Fun!
Certainly very interesting times. Just imagine the inquiry inside Intel should ARM succeed in snatching a large and damaging market share; just how did a pokey little design house from somewhere flat, cold and wet without even a small fab to their name manage to out maneouvre the mighty Intel? I would be very interested to know if ARM's design team staff count is larger or smaller than Intel's.
If this does indeed come to pass, ARM will definitely have been a 'slow burner'. It's taken 20ish years to get this far, not exactly the fastest growth curve we've ever seen.

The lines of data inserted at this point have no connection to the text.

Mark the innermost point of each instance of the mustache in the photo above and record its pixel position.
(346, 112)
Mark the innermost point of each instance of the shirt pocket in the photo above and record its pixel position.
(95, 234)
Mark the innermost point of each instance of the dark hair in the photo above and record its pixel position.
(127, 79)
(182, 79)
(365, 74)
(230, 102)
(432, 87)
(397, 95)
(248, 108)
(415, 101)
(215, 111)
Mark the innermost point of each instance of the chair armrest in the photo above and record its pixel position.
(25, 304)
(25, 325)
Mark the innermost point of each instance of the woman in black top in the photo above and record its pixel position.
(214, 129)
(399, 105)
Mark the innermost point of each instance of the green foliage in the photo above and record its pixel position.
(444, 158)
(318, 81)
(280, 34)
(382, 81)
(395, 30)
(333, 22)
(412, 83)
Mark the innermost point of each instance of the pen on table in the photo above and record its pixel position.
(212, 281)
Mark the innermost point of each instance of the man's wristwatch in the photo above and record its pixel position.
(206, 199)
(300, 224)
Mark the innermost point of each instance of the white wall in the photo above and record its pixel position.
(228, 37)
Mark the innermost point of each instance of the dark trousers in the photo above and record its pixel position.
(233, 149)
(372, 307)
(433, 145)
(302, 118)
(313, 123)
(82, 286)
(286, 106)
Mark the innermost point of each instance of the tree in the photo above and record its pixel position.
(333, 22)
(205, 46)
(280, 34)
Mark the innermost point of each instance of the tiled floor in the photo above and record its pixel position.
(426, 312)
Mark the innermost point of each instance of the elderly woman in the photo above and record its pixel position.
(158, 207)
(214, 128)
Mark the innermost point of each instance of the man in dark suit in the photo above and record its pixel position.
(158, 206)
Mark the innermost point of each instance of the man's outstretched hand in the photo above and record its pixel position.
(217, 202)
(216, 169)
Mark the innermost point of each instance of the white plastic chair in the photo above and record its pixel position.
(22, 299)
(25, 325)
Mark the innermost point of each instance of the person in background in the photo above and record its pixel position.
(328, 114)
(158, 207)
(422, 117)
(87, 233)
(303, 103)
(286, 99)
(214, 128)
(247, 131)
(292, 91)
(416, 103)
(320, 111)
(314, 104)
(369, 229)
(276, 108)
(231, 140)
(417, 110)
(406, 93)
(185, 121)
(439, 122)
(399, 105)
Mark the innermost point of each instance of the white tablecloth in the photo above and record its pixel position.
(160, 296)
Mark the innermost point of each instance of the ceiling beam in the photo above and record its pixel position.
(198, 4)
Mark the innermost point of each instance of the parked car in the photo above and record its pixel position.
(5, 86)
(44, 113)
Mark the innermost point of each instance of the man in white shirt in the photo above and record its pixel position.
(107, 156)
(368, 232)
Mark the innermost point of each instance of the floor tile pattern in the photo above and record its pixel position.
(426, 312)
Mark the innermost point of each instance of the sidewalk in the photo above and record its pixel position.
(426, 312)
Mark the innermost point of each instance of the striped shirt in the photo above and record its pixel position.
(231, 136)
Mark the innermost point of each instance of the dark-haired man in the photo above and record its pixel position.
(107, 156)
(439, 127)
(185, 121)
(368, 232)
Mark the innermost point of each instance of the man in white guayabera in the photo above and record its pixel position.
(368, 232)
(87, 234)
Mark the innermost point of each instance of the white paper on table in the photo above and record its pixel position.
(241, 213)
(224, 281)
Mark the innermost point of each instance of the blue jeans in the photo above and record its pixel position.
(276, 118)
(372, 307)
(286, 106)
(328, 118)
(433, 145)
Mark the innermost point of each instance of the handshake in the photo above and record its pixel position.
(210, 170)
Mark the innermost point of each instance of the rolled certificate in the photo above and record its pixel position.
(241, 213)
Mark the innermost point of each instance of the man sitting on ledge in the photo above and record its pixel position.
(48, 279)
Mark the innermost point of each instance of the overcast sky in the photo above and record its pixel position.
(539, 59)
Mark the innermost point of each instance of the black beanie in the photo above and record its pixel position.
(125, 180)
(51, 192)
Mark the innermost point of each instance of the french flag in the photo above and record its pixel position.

X86 has had a very impressively long run so far but the fantastic growth of mobile and datacentre applications has really underlined the penalties of the x86 architecture; power consumption. Intel are trying to keep up with clever silicon manufacturing processes, but you can't escape the fact that an ARM chip implemented on the same processes is smaller, cheaper and lower power. They once had an ARM license (StrongARM / Xscale) but disposed of it and haven't managed to compete since. Big mistake?
Intel could win if they bought ARM and wiped them out or renamed the ARM instruction set as x86-lite. I'm amazed that they haven't tried to do so as yet. It would raise the mother of all Competition Commission / SEC antitrust inquiries, and I don't think that Intel would win that one.